SAN DIEGO (KGTV) - There are calls for safety improvements to local bridges after three people died from falling off of San Diego area bridges in less than a year.
That alarming number sparked a Team 10 investigation to examine if there’s more that can be done to keep people safe.
Towering above the ground, bridges can be looked at as modern architectural masterpieces, elegant structures performing a simple function. But, as with any other stretch of roadway, there can be deadly outcomes.
"I just have to survive every day,” said Gwendolyn Sneed. “I wake up, and today I have to survive."
Feb. 6, 2019, is a day Gwendolyn Sneed will never forget. Her partner of 20 years, Bob Bruno, had left their Jacumba Hot Springs home headed to work in San Diego.
"I woke up to some missed calls from his work, so I called his manager and he had not made it to work,” she said.
Sneed said she came across a story on the news; an accident on the Pine Valley Bridge. She saw Bruno's car being towed away in the video.
Sneed started checking with local hospitals but there was no sign of Bruno.
"I get in the car and start driving to the bridge and about 15 minutes into the drive, the medical examiner called and asked me to pull over,” she said.
Her partner of two decades was gone.
"It was as if I could imagine before he died, life flashes before your eyes, they say, is kind of what happened to me at the moment,” she said.
Bruno died, not in the accident on the bridge, but while trying to help a family in need. He'd seen a vehicle stopped on the side of the bridge and pulled over to help. Sneed said a family with a baby was stranded. Bruno was in the process of helping move the baby seat when a Ford F-150 pickup truck drove over a patch of ice and barreled toward Bruno.
Bruno jumped out of the way to avoid being hit, but instead of landing on solid ground, he hopped over the side of the bridge guardrail and fell into the canyon below.

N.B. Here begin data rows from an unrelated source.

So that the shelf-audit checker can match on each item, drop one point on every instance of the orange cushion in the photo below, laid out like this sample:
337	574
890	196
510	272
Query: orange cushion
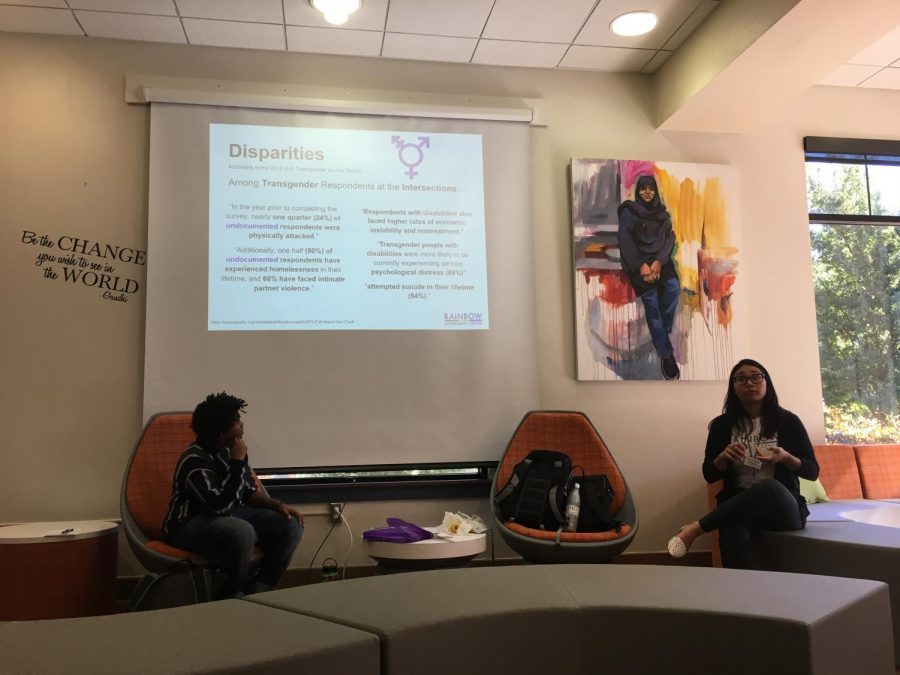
879	470
573	537
149	485
568	432
838	472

"I think Caltrans just needs to take a look at what the safety measures could be, lighting, higher guard rails, I don't know what that is, signage,” Sneed said.

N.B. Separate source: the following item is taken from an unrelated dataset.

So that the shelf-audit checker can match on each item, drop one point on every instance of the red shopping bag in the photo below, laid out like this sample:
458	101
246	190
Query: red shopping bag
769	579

While Bruno's incident is tragic, Team 10 discovered two other unrelated incidents where people lost their lives falling off of San Diego area bridges in the span on a year.
In September, Caltrans Highway Maintenance Lead Worker William Casdorph fell while he and his crew were doing maintenance work on the southbound State Route 163 overcross to southbound Interstate 805. He sustained significant injuries and died at the hospital.
"Our Caltrans family is grieving today,” Caltrans Director Laurie Berman said at the time. “Our deepest sympathy and condolences go out to Mr. Casdorph’s family and all those who worked with him."
Casdorph was based at the Kearny Mesa maintenance facility in San Diego and was a 19-year veteran of Caltrans.
In April 2018, Martin Lapisch fell to his death from State Route 125 in the Bonita area after a crash in which his car struck and killed a deer on the freeway.
Authorities said it appeared he jumped over the side of the bridge, possibly to get to a safe location, and didn't realize there was a 40-foot drop.
"At this time of day, it's pitch-dark out here. He couldn't have seen over the side,” California Highway Patrol Sgt. Steve Jio said at the time.
Those are the incidents Team 10 identified.
Statistics on people falling or jumping off of bridges to avoid danger or falling off of bridges isn't something easy to find. It's not something that's tracked by the CHP, the National Highway Traffic Safety Administration or the Federal Highway Administration.
Investigator Adam Racusin asked Caltrans about safety when it comes to bridges and overpasses.
"We are always looking for improvements of safety whether it's on our bridges or our regular highways,” said Caltrans Headquarters Division Chief of Maintenance Dennis Agar.
Agar said the agency always talks about incidents or close calls and how to prevent them. They even travel to other states to see how they handle safety.
"We make sure we do everything we can to address the concerns, especially with safety that brings up to our office and we try to address it statewide,” he said.
Sneed said it's human nature to want to blame someone or something, but she doesn't want to focus on that. Instead, her energy is focused on safety.
"Let's prevent this from happening again, I know Bob would want that,” she said.